Power racks offer a number of clear advantages over the typical squat rack from both a safety and functionality perspective. They are also often far more durable. In the majority of cases power racks also offer pins for plate storage. However, in many cases space constraints are more of a factor as squat racks have a smaller footprint.

Remember to check the recommended loading for either and check if the width is adjustable or allows for your barbell of choice. Also check the height of your room before purchasing a power rack, as some exercises e.g. chin ups require clear space above the rack to complete the movement.

Pull Up Bars/Dip Stations

Pull Up Bar

Pull ups are an essential upper body exercise that feature heavily in full body training. You may or may not require pull up bars. If you are considering a power rack, the ability to perform pull ups is factored into the design. A number of squat racks also include pull up bars, so keep this in mind when assembling your home gym.
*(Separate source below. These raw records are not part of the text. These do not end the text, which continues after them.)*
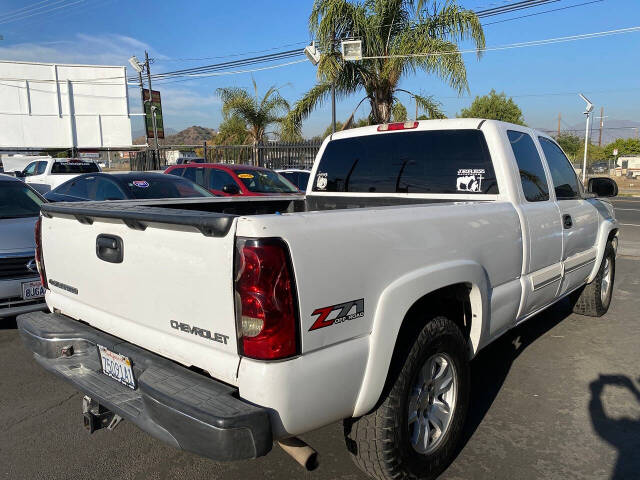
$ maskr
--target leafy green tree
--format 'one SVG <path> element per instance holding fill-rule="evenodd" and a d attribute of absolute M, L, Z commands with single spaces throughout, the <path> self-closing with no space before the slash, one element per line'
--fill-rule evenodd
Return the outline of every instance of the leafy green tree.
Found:
<path fill-rule="evenodd" d="M 214 145 L 244 145 L 248 141 L 247 125 L 237 115 L 228 115 L 220 123 L 218 134 L 212 139 Z"/>
<path fill-rule="evenodd" d="M 607 156 L 613 156 L 613 150 L 618 149 L 618 156 L 625 155 L 640 155 L 640 139 L 637 138 L 618 138 L 614 142 L 611 142 L 604 151 Z"/>
<path fill-rule="evenodd" d="M 406 122 L 408 115 L 405 106 L 400 102 L 395 102 L 391 107 L 391 118 L 394 122 Z"/>
<path fill-rule="evenodd" d="M 461 118 L 488 118 L 503 122 L 524 125 L 522 110 L 511 97 L 507 98 L 504 92 L 498 94 L 491 90 L 488 95 L 475 98 L 469 108 L 463 108 Z"/>
<path fill-rule="evenodd" d="M 572 161 L 576 159 L 580 149 L 584 148 L 584 139 L 573 133 L 560 133 L 560 135 L 556 136 L 556 142 Z"/>
<path fill-rule="evenodd" d="M 459 93 L 468 91 L 458 43 L 472 41 L 478 56 L 485 46 L 477 15 L 456 0 L 315 0 L 309 29 L 322 52 L 318 83 L 289 113 L 289 128 L 300 128 L 302 120 L 329 98 L 334 82 L 338 97 L 365 94 L 373 123 L 391 119 L 398 84 L 406 75 L 424 72 Z M 343 61 L 332 41 L 334 36 L 362 39 L 365 58 Z M 430 118 L 443 117 L 432 97 L 409 93 Z"/>
<path fill-rule="evenodd" d="M 218 88 L 216 93 L 222 99 L 222 113 L 225 119 L 237 117 L 245 126 L 249 141 L 253 144 L 254 159 L 258 158 L 258 145 L 264 143 L 267 128 L 280 128 L 283 116 L 289 111 L 289 102 L 280 95 L 278 88 L 269 87 L 260 97 L 258 85 L 254 79 L 254 95 L 244 88 Z M 237 122 L 237 120 L 236 120 Z"/>
<path fill-rule="evenodd" d="M 576 161 L 581 163 L 584 158 L 584 142 L 580 145 L 580 148 L 576 152 L 575 157 L 572 161 Z M 587 150 L 587 165 L 591 165 L 595 162 L 602 162 L 607 160 L 607 154 L 605 153 L 605 147 L 599 147 L 598 145 L 594 145 L 593 143 L 589 143 L 589 149 Z"/>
There are also a number of ways to perform pull ups without requiring a dedicated piece of equipment. You can utilise common objects such as swing sets and over head pipes (provided they are rated for your weight). For convenience, it’s always best to have dedicated pull up equipment located within your home gym.

Pull Up Bars

Pull Up Bars

Pull up bars come in three main types. Mounted, doorway or adjustable.

Mounted pull up bars are fixed either to a vertical wall or ceiling depending on their design. As a result this means they are a permanent addition to your home gym. Wall mounted pull up bars are better than doorway pull up bars in my opinion. This is because they are more stable and don’t need to be fitted to a specific doorway.

If permanent space is an issue, or you travel frequently a doorway pull up bar may be a better option.

Adjustable pull up bars are typically free standing, requiring more space. However, they provide more variation. This is due to the adjustable height allowing for a wide range of pull up exercises.

Dip Station

Dip Stations

Dip stations are designed to allow for dip movements. However, most dip stations also provide a dedicated pull up bar. An advantage of using a dip station is you can perform a number of additional movements. This includes dips of course along with core exercises such as hanging leg lifts.

There are many different options available ranging in quality, durability and functionality.

Keep in mind

When purchasing either a pull up bar or dip station you should consider available hand position options. For example pronated (pull ups) or supinated grip (chin ups). You may also prefer the option of a semi-pronated grip. This requires two bars running perpendicular to the main bar.

Summary – Choosing the best full body workout equipment

The information above should help you choose suitable full body workout equipment to begin assembling your own home gym. Remember when selecting equipment keep in mind your training goals. For example are you planning on becoming a competitive lifter? Or are you just starting out and unsure where you want to take your training?

Also keep in mind your available space. Just because you can fit a power rack doesn’t mean it will allow for a comfortable workout environment. You also don’t want to have to assemble and disassemble equipment every time you workout. While this may not seem to be a problem initially, this can affect your motivation.

All things being equal, if you have the space and plan to get serious about working out I’d recommend olympic barbells and weight plates. An olympic bench (preferably adjustable) and a power rack are also recommended. Utilising just this small number of full body workout equipment components will allow you to undertake full body training. And as full body training relies on compound movement, your home gym will not restrict your progress.